While useful, the study is weaker than the experiment. This is because those conducting the study must take what they get as the experimental group is already exposed to the cause and this can create problems in properly sorting out the effect of the cause in question. As such, while a properly run experiment can still get erroneous results, a properly run study is even more likely to have issues.
A second type of study is the effect to cause study. It differs from the cause to effect experiment and study in that the effect is known but the cause is not. Hence, the goal is to infer an unknown cause from the known effect. It also differs from the experiment in that those conducting the study obviously do not introduce the cause.
This study is conducted by comparing the experimental group and the control group (which are ideally, as similar as possible) to sort out a likely cause by considering the differences between them. As would be expected, this method is less reliable than the others since those doing the study are trying to backtrack from an effect to a cause. If considerable time has passed since the suspected cause, this can make the matter even more difficult to sort out. The conducting the study also must work with the experimental group they happen to get and this can introduce complications into the study, making a strong inference problematic.
An example of this would be a study of elderly dogs who suffer from paw knuckling (the paw flips over so the dog is walking on the top of the paw) to determine the cause of this effect. As one might suspect, finding the cause would be challenging as there would be a multitude of potential causes in the history of the dogs ranging from injury to disease. It is also likely that there are many causes in play here, and this would require sorting out the different causes for this same effect. Because of such factors, the effect to cause study is the weakest of the three and supports the lowest level of confidence in its results even when conducted properly. This explains why it can be so difficult for researchers to determine the causes of many problems that, for example, elderly dogs suffer from.

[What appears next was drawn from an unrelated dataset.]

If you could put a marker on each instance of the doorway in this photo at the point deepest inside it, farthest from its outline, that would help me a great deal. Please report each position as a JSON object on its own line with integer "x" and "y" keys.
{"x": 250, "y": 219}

In the case of Isis, the steroids that she was taking were well-studied, so it was quite reasonable for me to believe that they were a causal factor in her remarkable but all too brief recovery. I do not, however, know for sure what caused her knuckling as there are so many potential causes for that effect. However, the important thing is that she was able to walk normally about 90% of the time and her tail was back in the air, showing that she was a happy husky.